Ng continues, by posting justifications for the former content of his website, to battle to save his job and substantial salary. CSUN administration for its part seems content to put the matter to rest, and absent a second wave of media coverage focusing on Ng’s documentable misuse of state resources, he will probably succeed. For the time being, Kenneth Ng still has his position, but his tilt with the Big Mango has had a very lopsided outcome (which is a sanitised way of saying abject failure) and may result in his dismissal.

By contrast, if indications are correct, Summers’s campaign seems to have struck the target. Word is that Owen is now poison in the educational community in Thailand, although if pressed the concern is usually phrased less in terms of his website content and instead focuses on the quality of his teaching credentials — some liken them to the sort of thing you get during a walk down Khao San Road or 4 to 6 weeks after sending a dollar and two box-tops to a post office box in Battle Creek, Michigan.

None of the four main parties in these two situations are without blame…
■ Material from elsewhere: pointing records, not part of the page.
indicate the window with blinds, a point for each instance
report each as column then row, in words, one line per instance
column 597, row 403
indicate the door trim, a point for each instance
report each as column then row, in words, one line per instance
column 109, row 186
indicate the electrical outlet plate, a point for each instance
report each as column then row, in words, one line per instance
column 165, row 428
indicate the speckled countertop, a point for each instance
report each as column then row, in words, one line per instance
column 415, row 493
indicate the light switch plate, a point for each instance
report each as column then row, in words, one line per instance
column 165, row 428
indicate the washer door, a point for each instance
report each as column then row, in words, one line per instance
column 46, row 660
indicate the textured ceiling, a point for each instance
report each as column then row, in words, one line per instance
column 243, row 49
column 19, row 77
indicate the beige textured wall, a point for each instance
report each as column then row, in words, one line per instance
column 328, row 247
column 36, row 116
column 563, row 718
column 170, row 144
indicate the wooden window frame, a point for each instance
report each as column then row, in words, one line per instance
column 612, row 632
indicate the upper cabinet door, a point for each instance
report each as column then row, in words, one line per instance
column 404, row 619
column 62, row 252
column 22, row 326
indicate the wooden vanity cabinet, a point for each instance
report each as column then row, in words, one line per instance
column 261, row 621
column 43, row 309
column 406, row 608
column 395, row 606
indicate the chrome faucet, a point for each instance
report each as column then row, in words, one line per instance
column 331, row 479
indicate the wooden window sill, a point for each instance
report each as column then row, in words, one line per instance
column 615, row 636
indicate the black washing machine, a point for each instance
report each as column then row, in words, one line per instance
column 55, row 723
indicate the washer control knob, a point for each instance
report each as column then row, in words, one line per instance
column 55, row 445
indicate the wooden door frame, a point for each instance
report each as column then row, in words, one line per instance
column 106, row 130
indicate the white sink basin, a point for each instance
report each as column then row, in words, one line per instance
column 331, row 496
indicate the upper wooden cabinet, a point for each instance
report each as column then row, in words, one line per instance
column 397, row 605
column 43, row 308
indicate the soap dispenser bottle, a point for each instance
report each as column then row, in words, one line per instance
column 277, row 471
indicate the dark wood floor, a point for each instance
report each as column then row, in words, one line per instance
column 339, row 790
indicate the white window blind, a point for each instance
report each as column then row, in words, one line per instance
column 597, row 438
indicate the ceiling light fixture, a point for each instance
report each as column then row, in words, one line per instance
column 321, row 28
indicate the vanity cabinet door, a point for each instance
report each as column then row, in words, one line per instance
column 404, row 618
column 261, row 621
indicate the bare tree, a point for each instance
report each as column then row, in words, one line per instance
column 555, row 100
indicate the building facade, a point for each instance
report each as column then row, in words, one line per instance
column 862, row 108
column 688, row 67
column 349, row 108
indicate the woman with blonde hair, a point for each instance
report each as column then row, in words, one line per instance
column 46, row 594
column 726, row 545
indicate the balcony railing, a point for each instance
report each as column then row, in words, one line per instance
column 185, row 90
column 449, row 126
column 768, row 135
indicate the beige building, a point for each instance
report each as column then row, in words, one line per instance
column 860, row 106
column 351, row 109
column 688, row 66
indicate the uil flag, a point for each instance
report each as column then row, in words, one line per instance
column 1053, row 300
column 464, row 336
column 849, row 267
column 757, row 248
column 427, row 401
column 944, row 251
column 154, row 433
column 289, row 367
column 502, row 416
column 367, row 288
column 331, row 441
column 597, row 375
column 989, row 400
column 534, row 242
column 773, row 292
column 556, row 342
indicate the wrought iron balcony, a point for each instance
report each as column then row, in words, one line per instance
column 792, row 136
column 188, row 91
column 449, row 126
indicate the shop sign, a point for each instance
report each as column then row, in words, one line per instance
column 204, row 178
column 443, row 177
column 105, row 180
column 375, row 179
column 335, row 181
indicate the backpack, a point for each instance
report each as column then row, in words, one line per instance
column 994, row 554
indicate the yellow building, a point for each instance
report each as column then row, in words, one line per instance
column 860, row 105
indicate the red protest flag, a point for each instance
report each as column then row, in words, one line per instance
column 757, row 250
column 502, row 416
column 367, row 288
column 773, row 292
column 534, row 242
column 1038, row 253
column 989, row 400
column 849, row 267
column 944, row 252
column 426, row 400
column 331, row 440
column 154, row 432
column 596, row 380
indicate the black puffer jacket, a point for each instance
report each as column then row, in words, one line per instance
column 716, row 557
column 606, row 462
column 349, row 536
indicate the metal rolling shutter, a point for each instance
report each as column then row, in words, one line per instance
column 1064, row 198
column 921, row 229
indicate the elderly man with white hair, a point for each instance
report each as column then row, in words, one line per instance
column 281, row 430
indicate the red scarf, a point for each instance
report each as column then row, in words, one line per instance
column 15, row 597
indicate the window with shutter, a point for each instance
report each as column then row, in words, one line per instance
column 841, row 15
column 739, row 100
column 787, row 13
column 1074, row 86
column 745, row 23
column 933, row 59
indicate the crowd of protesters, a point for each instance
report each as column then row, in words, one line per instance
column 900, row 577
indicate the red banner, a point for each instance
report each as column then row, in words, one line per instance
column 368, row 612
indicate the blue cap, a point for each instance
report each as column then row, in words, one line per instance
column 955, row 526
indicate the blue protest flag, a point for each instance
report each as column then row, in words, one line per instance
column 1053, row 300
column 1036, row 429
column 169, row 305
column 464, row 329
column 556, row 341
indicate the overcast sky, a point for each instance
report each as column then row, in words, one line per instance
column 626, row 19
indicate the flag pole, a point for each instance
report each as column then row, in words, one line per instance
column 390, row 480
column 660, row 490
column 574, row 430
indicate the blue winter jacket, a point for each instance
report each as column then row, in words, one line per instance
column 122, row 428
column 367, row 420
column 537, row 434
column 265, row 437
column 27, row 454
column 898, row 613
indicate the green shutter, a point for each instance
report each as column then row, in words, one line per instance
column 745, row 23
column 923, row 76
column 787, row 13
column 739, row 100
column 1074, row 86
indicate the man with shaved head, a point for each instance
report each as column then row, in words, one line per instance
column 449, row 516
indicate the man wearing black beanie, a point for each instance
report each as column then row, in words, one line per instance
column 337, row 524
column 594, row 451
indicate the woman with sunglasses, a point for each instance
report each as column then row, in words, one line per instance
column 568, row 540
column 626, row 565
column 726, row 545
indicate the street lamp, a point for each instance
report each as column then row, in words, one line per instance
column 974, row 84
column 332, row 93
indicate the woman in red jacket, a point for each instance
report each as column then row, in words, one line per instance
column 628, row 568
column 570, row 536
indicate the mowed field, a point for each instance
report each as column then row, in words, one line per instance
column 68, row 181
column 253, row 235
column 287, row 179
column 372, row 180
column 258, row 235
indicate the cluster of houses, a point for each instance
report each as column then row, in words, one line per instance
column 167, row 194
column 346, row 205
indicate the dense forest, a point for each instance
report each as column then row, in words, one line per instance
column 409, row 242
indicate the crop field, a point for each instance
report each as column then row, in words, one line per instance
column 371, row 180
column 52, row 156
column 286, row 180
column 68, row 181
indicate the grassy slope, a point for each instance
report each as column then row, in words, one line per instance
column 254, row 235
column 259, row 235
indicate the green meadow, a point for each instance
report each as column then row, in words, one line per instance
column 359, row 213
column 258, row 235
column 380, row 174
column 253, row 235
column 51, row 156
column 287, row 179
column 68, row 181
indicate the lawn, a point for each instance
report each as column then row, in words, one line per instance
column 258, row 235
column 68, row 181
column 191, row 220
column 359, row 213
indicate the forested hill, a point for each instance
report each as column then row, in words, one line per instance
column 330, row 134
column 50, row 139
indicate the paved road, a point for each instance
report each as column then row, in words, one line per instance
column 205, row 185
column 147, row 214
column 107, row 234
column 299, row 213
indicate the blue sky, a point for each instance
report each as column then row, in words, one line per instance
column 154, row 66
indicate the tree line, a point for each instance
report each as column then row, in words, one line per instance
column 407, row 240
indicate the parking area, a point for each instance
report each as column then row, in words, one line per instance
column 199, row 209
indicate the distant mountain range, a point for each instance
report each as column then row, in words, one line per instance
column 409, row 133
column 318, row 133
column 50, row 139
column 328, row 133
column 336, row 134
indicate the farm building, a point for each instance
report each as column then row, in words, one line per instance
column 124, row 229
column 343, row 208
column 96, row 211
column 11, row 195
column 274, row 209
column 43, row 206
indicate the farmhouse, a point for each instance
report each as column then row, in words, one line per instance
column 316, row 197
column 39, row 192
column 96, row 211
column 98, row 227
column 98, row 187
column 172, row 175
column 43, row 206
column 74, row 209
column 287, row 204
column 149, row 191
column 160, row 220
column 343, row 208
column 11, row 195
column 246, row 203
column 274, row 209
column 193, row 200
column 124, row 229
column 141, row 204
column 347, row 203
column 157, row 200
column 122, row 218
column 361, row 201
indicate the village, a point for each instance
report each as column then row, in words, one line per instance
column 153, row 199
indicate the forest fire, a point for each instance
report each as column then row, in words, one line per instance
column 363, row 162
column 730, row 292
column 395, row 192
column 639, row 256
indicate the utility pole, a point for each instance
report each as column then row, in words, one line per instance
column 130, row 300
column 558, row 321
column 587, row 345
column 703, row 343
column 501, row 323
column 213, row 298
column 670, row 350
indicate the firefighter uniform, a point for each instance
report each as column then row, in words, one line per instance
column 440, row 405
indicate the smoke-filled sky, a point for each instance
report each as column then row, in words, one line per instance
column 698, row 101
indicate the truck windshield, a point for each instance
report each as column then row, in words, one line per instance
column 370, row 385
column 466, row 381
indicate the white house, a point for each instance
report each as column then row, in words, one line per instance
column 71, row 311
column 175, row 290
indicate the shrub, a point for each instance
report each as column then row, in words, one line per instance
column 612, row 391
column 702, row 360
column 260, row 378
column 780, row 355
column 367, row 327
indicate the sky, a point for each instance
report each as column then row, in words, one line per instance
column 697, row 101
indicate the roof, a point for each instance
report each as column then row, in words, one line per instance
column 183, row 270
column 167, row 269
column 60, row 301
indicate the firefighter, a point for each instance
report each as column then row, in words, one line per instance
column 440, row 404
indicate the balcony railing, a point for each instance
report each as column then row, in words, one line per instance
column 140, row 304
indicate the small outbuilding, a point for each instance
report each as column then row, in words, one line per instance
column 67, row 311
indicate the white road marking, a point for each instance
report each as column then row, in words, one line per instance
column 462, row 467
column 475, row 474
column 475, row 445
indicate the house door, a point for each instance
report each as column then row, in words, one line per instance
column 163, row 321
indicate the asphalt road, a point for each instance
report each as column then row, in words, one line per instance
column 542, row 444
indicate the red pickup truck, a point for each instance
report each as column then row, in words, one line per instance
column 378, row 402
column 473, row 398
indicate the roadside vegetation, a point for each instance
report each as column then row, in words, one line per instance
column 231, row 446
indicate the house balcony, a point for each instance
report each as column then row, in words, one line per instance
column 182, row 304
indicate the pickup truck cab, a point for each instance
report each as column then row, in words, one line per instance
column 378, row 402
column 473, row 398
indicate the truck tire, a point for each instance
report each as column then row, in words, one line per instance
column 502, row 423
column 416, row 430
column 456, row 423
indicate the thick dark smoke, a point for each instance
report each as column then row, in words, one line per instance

For their part Ng and Summers thoroughly failed at the tasks of information security regarding themselves and their real-life endeavours. And they committed the sin of letting themselves drift away from a factual, clinical approach into one of misrepresentations in service of personal vengeance. Summers ultimately went to court because of his indiscretions and Ng’s crucifixion in the court of public opinion may still intensify.

In viewing both Stickman and Big Baby Kenny it is perfectly correct that broader questions have been asked about whether it is appropriate for anyone involved with education (especially of minors) to be at the same time involved with the very adult nightlife scene here, and whether their behavior is in compliance with community standards and the terms of their employment.

And as for the Big Mango and Stickman as the putatively aggrieved parties, it really is difficult to feel at all sympathetic. When setting yourself up in business you must make certain factual disclosures on the public record. And when one becomes a celebrity — particularly when it is done voluntarily as a commentator or blogger — one must accept that fame comes with a price. And that goes beyond criticism right through to being named and enduring some ugly threats.

(In the Big Mango’s defense, they did attempt to “extend the olive” branch at one point, to quote one insider there. They were rebuffed as Ng took their efforts as a show of weakness. That however only covers the disinformation being spread about them, not disclosure of the factual essence of their ownership and management structure which some weak minds conflate with “outing”.)

With these thoughts in mind, and yet undeterred, in the coming weeks and months we’re going to be telling you a lot more than you ever thought you’d know about Thailand and especially the nightlife scene and the players in it.

It is never useless to repeat the words of Paul Fussell — “What someone doesn’t want you to publish is journalism; all else is publicity.” MongerSEA will put this principle into action.